Based on the foregoing, claimant's motion for summary judgment is granted to the extent the Court finds the defendant liable for payment of monies due for the work performed pursuant to Contract 38. The first through fourth causes of action alleged in the claim are severed, and a trial on the issue of damages will be scheduled at the appropriate juncture.

Claimant's motion for summary judgment on Contract 42 is denied.



September 26, 2008
Saratoga Springs, New York

HON. FRANCIS T. COLLINS
Judge of the Court of Claims


The Court considered the following papers:
  1. Notice of motion dated May 16, 2008;
  2. Memorandum of Law of Anthony J. Adams, Jr. dated May 16, 2008;
  3. Affidavit of Brian D. Prowell, Ph.D., P.E. sworn to May 13, 2008 with exhibits;
  4. Affirmation of Anthony J. Adams, Jr. filed May 19, 2008 with exhibits;
  5. Memorandum of Law of Eidin Beirne dated June 12, 2008;
  6. Affidavit of Andrew M. Nagy, P.E. sworn to June 11, 2008 with exhibits;
  7. Affidavit of Ted C. Shields sworn to June 11, 2008 with exhibits;
  8. Affirmation of Anthony J. Adams, Jr. dated June 23, 2008.

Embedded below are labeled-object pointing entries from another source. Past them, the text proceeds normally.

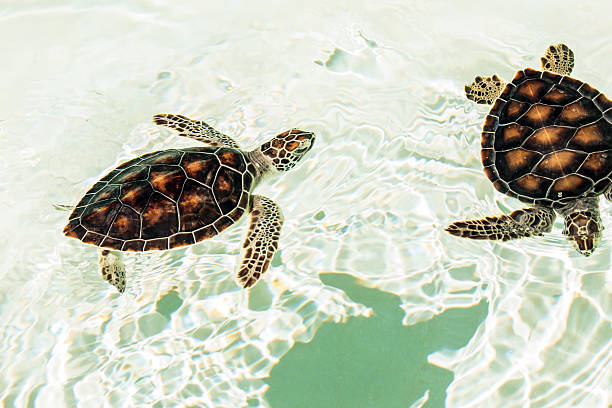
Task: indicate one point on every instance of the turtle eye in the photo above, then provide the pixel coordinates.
(304, 146)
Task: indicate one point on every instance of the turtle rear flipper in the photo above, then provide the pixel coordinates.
(195, 129)
(485, 90)
(112, 268)
(520, 223)
(559, 59)
(261, 241)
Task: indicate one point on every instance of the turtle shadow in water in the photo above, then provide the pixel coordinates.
(371, 362)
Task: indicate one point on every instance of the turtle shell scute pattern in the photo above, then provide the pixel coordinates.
(165, 200)
(548, 139)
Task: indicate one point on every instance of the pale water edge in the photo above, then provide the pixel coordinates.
(396, 159)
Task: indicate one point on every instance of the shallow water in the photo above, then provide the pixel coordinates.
(396, 160)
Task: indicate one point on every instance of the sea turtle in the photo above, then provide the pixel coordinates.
(176, 197)
(548, 142)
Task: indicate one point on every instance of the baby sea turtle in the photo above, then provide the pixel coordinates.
(548, 142)
(177, 197)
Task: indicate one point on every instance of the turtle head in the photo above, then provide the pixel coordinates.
(583, 227)
(288, 148)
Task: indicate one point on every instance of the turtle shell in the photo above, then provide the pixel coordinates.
(548, 139)
(164, 200)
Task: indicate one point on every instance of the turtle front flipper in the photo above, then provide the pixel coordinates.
(112, 268)
(559, 59)
(261, 241)
(485, 90)
(583, 225)
(519, 224)
(195, 129)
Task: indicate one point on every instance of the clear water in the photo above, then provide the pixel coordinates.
(396, 159)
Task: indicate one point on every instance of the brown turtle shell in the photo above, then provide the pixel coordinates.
(548, 139)
(165, 199)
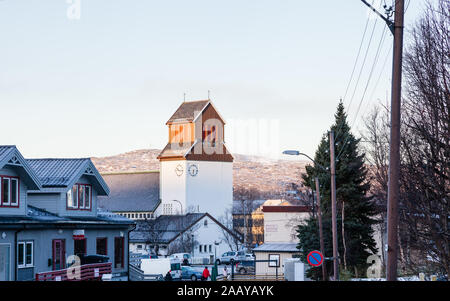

[1]. This allegation in the claim was admitted by the defendant in its answer (see claim ¶ 4; defendant's answer ¶ 1(claimant's Exhibits A and B).
[2]. This allegation in the claim was admitted by the defendant in its answer (see claim ¶ 3; defendant's answer ¶ 1(claimant's Exhibits A and B).
[3]. Although a check was recently issued for retainage in the amount of $170,693.37, counsel for the claimant appears to maintain in a reply affirmation (paragraph 7) that this payment was made in connection with Contract 42 and that notwithstanding the issuance of this check, the amount owed on Contract 38 is $1,583,538.38.